February 28, 2008

Obama’s Judges Would Lead With Their Hearts

In his latest column, Terence Jeffrey worries that
“If Obama becomes president, he will try to stack the court not with umpires, but with players who put their heart in every game – consistently pitching and batting for Obama's favorite teams.”
Jeffrey’s concern stems from Obama’s remarks during the Roberts and Alito confirmation debates. As Jeffrey describes it, Obama argued that “the role of a justice is to favor the ‘weak’ over the ‘strong’ ” and that, in the most difficult cases,
“the determining factor is not what the law in question says, or what the Constitution says. … ‘In those difficult cases,’ Obama said, ‘the critical ingredient is supplied by what is in the judge's heart.’ Roberts and Alito were bad judges, he decided, because their hearts weren't in the right place.”
Jeffrey goes too far in asserting that Obama “wants a Supreme Court that wages class war under color of law.” But it is hard to deny that
“In contrast to his soaring campaign rhetoric about bringing America together, Obama's Senate speeches against Roberts and Alito revealed a polarizing vision of America. Minorities, women, employees and criminal defendants were among the weak; majorities, men, employers and prosecutors were among the strong.”
Nonetheless, if you are not a judicial conservative, you may be asking what’s wrong with judges protecting the weak from the strong? Well, for one thing, identification of “the weak” is very much in the eye of the beholder.
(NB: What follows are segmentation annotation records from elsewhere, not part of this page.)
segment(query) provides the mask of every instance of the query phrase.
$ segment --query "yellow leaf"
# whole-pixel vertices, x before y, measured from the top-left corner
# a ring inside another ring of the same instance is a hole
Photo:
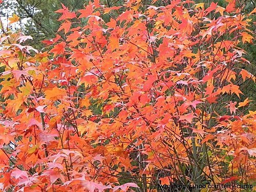
[[[93,113],[92,113],[92,111],[91,111],[91,110],[86,110],[83,111],[83,114],[84,115],[88,117],[90,115],[92,115]]]
[[[251,39],[253,39],[253,37],[249,35],[247,33],[243,32],[241,33],[242,35],[242,41],[244,43],[245,42],[248,42],[248,43],[250,43],[251,41]]]
[[[13,15],[12,15],[12,17],[10,17],[9,18],[9,20],[10,21],[10,22],[9,22],[9,24],[10,25],[14,23],[14,22],[16,22],[17,21],[18,21],[19,19],[19,17],[18,16],[18,15],[13,14]]]
[[[204,3],[200,3],[199,4],[196,4],[196,7],[195,7],[195,9],[197,9],[199,7],[203,8],[204,7]]]
[[[80,104],[82,106],[88,107],[90,105],[90,100],[88,98],[84,98],[80,101]]]

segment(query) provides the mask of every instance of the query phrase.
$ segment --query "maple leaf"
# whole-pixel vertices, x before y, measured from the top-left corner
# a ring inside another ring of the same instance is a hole
[[[193,118],[197,118],[196,116],[195,116],[192,113],[187,114],[184,115],[180,115],[179,121],[185,120],[189,123],[192,123],[192,120]]]
[[[248,105],[249,102],[252,101],[252,100],[249,100],[248,99],[249,98],[247,98],[243,102],[239,103],[238,103],[239,106],[238,107],[239,108],[239,107],[244,107],[246,105]]]
[[[13,14],[12,17],[10,17],[8,19],[10,21],[8,24],[10,25],[18,21],[18,20],[19,19],[19,17],[18,16],[18,15]]]
[[[67,34],[67,33],[68,33],[68,32],[70,30],[71,25],[71,22],[69,21],[69,20],[66,20],[65,22],[62,23],[60,25],[60,27],[58,30],[58,31],[61,31],[62,29],[63,29],[64,32],[65,33],[65,34]]]
[[[251,35],[246,32],[242,32],[241,34],[242,35],[242,41],[244,43],[246,42],[252,42],[252,39],[253,39],[253,37]]]
[[[67,97],[67,92],[65,89],[54,87],[52,89],[48,89],[45,91],[46,99],[49,100],[57,100],[64,99]]]
[[[236,114],[236,110],[238,109],[236,107],[236,105],[237,105],[237,102],[234,102],[232,103],[231,101],[229,102],[229,110],[230,111],[230,114],[232,114],[232,113],[233,112],[234,114]]]
[[[119,188],[124,191],[126,191],[127,190],[128,187],[137,187],[139,188],[139,186],[135,183],[127,183],[122,184],[122,185],[115,186],[113,188],[113,192],[117,191]]]
[[[64,54],[66,44],[66,42],[62,41],[54,45],[53,49],[51,50],[51,52],[54,53],[53,56],[56,56],[58,54]]]

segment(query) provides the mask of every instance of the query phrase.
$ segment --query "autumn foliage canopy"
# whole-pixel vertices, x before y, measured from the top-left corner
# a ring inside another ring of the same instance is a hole
[[[255,80],[242,49],[255,9],[156,2],[62,5],[45,52],[1,35],[2,190],[255,181],[256,112],[240,89]]]

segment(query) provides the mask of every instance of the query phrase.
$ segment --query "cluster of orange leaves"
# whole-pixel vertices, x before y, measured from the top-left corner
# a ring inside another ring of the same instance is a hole
[[[154,2],[62,5],[48,52],[1,35],[2,190],[255,179],[256,112],[248,98],[233,101],[255,80],[237,67],[249,64],[239,46],[252,42],[248,15],[234,1]]]

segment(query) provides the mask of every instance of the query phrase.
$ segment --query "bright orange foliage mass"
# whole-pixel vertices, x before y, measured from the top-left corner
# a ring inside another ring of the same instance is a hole
[[[255,78],[238,67],[250,20],[234,1],[170,2],[63,5],[48,52],[1,35],[3,190],[255,181],[256,112],[239,86]]]

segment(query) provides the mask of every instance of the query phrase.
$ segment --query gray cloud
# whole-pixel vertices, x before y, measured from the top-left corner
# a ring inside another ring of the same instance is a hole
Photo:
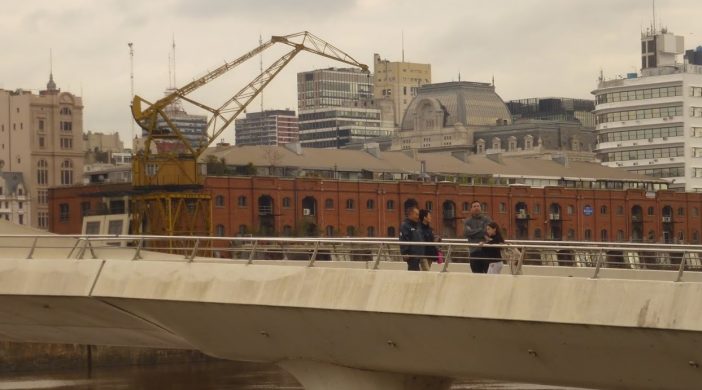
[[[699,0],[657,1],[658,15],[688,48],[702,43]],[[0,14],[0,87],[33,89],[48,80],[49,50],[59,87],[85,95],[85,129],[129,138],[128,42],[134,43],[135,90],[148,98],[168,86],[168,52],[177,41],[183,83],[257,45],[259,34],[309,30],[370,63],[374,52],[431,63],[435,82],[489,81],[504,99],[589,97],[595,79],[638,68],[638,41],[650,24],[640,0],[66,0],[8,2]],[[264,55],[269,62],[280,55]],[[257,74],[237,69],[217,102]],[[301,54],[265,91],[268,108],[296,106],[295,73],[335,65]],[[238,84],[237,84],[238,83]],[[258,105],[256,105],[258,107]]]

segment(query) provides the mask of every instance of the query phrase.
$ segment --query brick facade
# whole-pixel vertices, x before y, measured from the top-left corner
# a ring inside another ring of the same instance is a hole
[[[79,233],[86,204],[106,212],[110,194],[121,199],[126,191],[128,185],[52,189],[51,231]],[[235,176],[208,177],[205,191],[213,231],[224,236],[394,237],[413,200],[433,210],[434,229],[444,237],[462,236],[473,200],[512,239],[699,243],[702,231],[702,193]]]

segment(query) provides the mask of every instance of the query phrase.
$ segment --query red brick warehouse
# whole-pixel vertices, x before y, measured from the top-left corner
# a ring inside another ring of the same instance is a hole
[[[51,189],[51,231],[80,233],[83,215],[124,210],[129,190]],[[433,211],[438,234],[461,237],[474,200],[512,239],[699,243],[702,230],[698,193],[236,176],[210,176],[204,191],[218,236],[395,237],[405,206],[416,202]]]

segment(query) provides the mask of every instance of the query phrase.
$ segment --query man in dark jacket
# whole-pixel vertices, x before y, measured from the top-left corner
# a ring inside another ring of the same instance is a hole
[[[477,200],[470,204],[470,217],[463,221],[463,235],[468,239],[469,243],[478,244],[485,241],[487,225],[492,222],[490,217],[483,214],[483,208]],[[480,248],[470,248],[470,257],[473,257],[475,252]],[[471,262],[471,269],[474,268],[474,263]],[[473,270],[476,272],[476,270]]]
[[[400,226],[400,241],[422,242],[421,227],[419,226],[419,209],[407,209],[407,219]],[[419,262],[424,256],[424,247],[421,245],[400,245],[400,254],[407,262],[407,269],[419,271]]]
We’re guessing that Barack Obama does not want judges to favor gun owners, unborn babies, white men challenging employers’ racial preferences, or property owners threatened by environmental regulations, no matter how much power they’re up against.
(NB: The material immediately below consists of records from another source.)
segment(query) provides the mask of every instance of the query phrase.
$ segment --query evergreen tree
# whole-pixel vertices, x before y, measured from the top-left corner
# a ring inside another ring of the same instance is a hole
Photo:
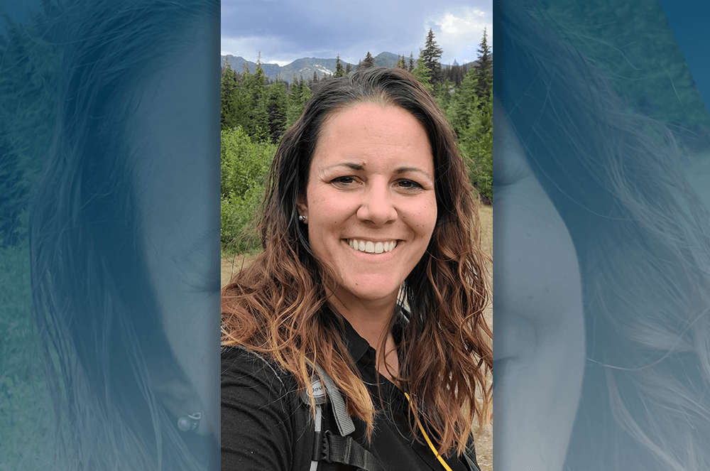
[[[253,74],[244,72],[244,90],[249,104],[246,115],[248,117],[245,130],[249,136],[264,139],[268,134],[268,113],[266,97],[266,75],[261,68],[261,53],[256,60],[256,70]]]
[[[486,28],[484,28],[484,38],[481,40],[479,46],[478,63],[474,70],[478,82],[476,86],[476,95],[485,101],[486,97],[491,94],[493,88],[493,65],[491,62],[491,48],[488,47],[488,40],[486,37]]]
[[[277,82],[267,88],[266,112],[269,134],[273,144],[278,144],[286,130],[286,87]]]
[[[459,137],[471,183],[486,201],[493,200],[493,90],[476,94],[479,77],[474,67],[451,98],[447,117]]]
[[[343,65],[340,63],[340,55],[335,58],[335,77],[343,77],[345,75],[345,70]]]
[[[286,112],[286,128],[290,128],[296,122],[303,112],[306,102],[310,99],[312,93],[303,81],[303,77],[296,80],[296,75],[293,74],[293,83],[291,85],[291,92],[288,95],[288,107]]]
[[[442,81],[441,58],[443,52],[444,50],[434,40],[434,31],[430,28],[429,34],[427,35],[427,43],[422,51],[422,58],[429,68],[432,84]]]
[[[236,123],[234,109],[234,94],[238,92],[239,85],[236,82],[236,74],[231,70],[229,65],[229,58],[224,60],[224,67],[222,70],[221,87],[221,121],[222,129],[231,129]],[[236,92],[235,92],[235,89]]]
[[[429,90],[430,93],[433,93],[434,87],[432,86],[429,67],[424,63],[421,52],[420,52],[419,58],[417,59],[417,67],[414,67],[414,70],[412,70],[412,74],[424,85],[425,88]]]
[[[363,60],[360,61],[360,63],[357,65],[357,68],[368,69],[371,67],[374,67],[374,65],[375,58],[372,57],[372,54],[370,53],[370,51],[367,51],[367,55],[365,56],[365,58]]]

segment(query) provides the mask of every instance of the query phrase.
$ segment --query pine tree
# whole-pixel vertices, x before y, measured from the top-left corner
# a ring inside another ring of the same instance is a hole
[[[222,71],[221,87],[221,121],[222,129],[231,129],[236,126],[234,109],[234,94],[239,92],[239,85],[236,82],[236,74],[231,70],[229,58],[224,60],[224,67]],[[236,91],[235,91],[236,89]]]
[[[491,94],[493,88],[493,65],[491,63],[491,48],[488,47],[486,40],[486,28],[484,28],[484,38],[481,40],[479,47],[478,63],[474,69],[476,76],[478,77],[478,82],[476,86],[476,95],[485,101],[486,97]]]
[[[266,90],[269,134],[271,142],[275,144],[286,130],[286,87],[283,82],[277,82]]]
[[[417,59],[417,67],[414,67],[412,74],[424,85],[425,88],[429,90],[430,93],[434,92],[434,87],[432,86],[429,67],[424,63],[421,52],[419,53],[419,58]]]
[[[434,31],[430,28],[429,34],[427,35],[427,43],[422,51],[422,58],[429,68],[432,84],[442,81],[441,58],[443,52],[444,50],[434,40]]]
[[[268,133],[268,114],[266,111],[266,75],[261,68],[261,53],[256,60],[256,70],[253,74],[244,72],[244,89],[248,98],[250,107],[245,131],[249,136],[263,139]]]
[[[451,98],[447,117],[459,137],[471,185],[481,197],[493,200],[493,91],[476,94],[479,77],[471,67]]]
[[[288,94],[288,109],[286,111],[286,128],[290,128],[296,122],[298,117],[303,112],[306,102],[310,99],[313,95],[310,89],[308,88],[303,77],[296,80],[296,75],[293,74],[293,82],[291,84],[291,92]]]
[[[340,55],[335,58],[335,77],[343,77],[345,75],[345,70],[343,65],[340,63]]]

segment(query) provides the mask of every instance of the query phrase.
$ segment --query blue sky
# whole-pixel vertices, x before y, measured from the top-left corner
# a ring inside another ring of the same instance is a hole
[[[222,54],[285,65],[304,57],[356,64],[369,50],[408,58],[425,45],[429,28],[444,50],[442,63],[478,58],[486,28],[493,45],[492,0],[288,1],[222,0]]]

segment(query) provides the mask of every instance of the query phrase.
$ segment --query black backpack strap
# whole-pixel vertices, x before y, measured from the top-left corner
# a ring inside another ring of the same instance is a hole
[[[315,365],[315,369],[324,383],[322,386],[318,379],[313,380],[312,389],[315,393],[314,399],[316,399],[316,406],[320,408],[326,406],[323,404],[324,401],[318,397],[316,392],[324,389],[328,406],[326,410],[333,411],[339,434],[336,435],[329,430],[321,431],[319,426],[320,424],[317,423],[314,427],[313,453],[310,469],[315,470],[317,467],[318,462],[324,461],[348,465],[361,471],[384,471],[374,455],[350,436],[355,431],[355,424],[347,413],[345,400],[335,385],[335,381],[318,365]],[[301,400],[305,404],[310,404],[310,398],[305,394],[301,396]]]
[[[320,448],[313,450],[314,461],[348,465],[361,471],[384,471],[374,455],[349,435],[335,435],[329,430],[316,434],[315,444],[318,443]]]
[[[466,459],[466,462],[468,463],[469,468],[471,471],[481,471],[481,468],[478,467],[478,465],[476,464],[476,462],[474,461],[470,456],[464,453],[464,458]]]

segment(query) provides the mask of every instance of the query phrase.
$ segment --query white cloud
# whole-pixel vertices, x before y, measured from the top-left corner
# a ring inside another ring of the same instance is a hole
[[[261,62],[265,64],[278,64],[281,67],[290,64],[293,58],[283,57],[283,54],[274,53],[274,51],[283,50],[283,41],[277,38],[266,36],[253,36],[232,39],[222,38],[221,40],[222,55],[231,54],[241,56],[247,60],[256,62],[258,53],[261,53]],[[264,45],[269,45],[270,50],[265,50]],[[255,52],[256,51],[256,52]]]
[[[454,59],[460,64],[476,60],[484,28],[488,45],[493,49],[493,18],[490,13],[479,9],[469,6],[448,9],[426,24],[427,33],[429,25],[432,27],[435,25],[435,39],[444,50],[442,63],[451,63]]]

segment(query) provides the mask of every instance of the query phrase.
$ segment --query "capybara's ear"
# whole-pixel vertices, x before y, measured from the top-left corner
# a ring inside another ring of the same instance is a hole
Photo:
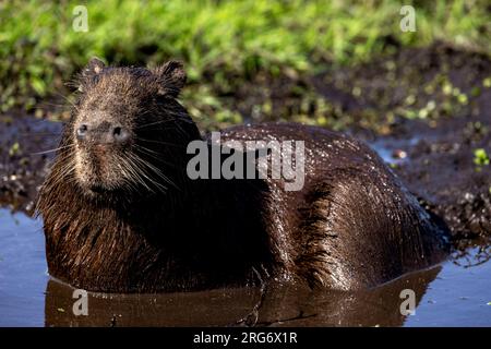
[[[185,71],[181,62],[168,61],[153,69],[153,73],[158,79],[159,95],[177,97],[185,84]]]
[[[82,71],[82,75],[83,76],[96,75],[100,73],[105,67],[106,64],[104,64],[104,62],[100,59],[98,59],[97,57],[93,57],[88,61],[88,64]]]

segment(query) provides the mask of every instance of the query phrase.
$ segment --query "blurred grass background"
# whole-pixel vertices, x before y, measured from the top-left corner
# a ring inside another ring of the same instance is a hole
[[[87,33],[72,28],[80,4],[88,11]],[[403,4],[416,8],[415,33],[399,28]],[[187,65],[182,98],[195,117],[240,122],[229,99],[261,76],[314,75],[434,40],[490,55],[490,7],[486,0],[2,1],[1,111],[34,112],[43,100],[69,95],[65,83],[93,56],[111,64],[173,58]]]

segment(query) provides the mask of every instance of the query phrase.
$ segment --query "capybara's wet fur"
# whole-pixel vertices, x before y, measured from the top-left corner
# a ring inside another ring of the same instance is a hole
[[[197,290],[275,278],[357,289],[441,261],[445,228],[366,145],[292,123],[221,140],[303,141],[304,185],[191,180],[202,136],[177,101],[185,74],[93,59],[37,202],[49,273],[107,292]]]

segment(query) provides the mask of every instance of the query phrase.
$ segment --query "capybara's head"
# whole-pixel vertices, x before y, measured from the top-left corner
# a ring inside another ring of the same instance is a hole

Moreover, the Constitution and the laws enacted by our elected representatives already contain many protections for criminal defendants, employees, minorities, women, and the like. The job of a judge is to dispassionately apply these constitutional and statutory protections, not to second guess their authors. That’s not to say that a good judge succeeds at being completely dispassionate in every case. But it is only the Left that wants to enshrine “what is in the judge's heart” as a “critical ingredient” in the law, to quote Barack Obama.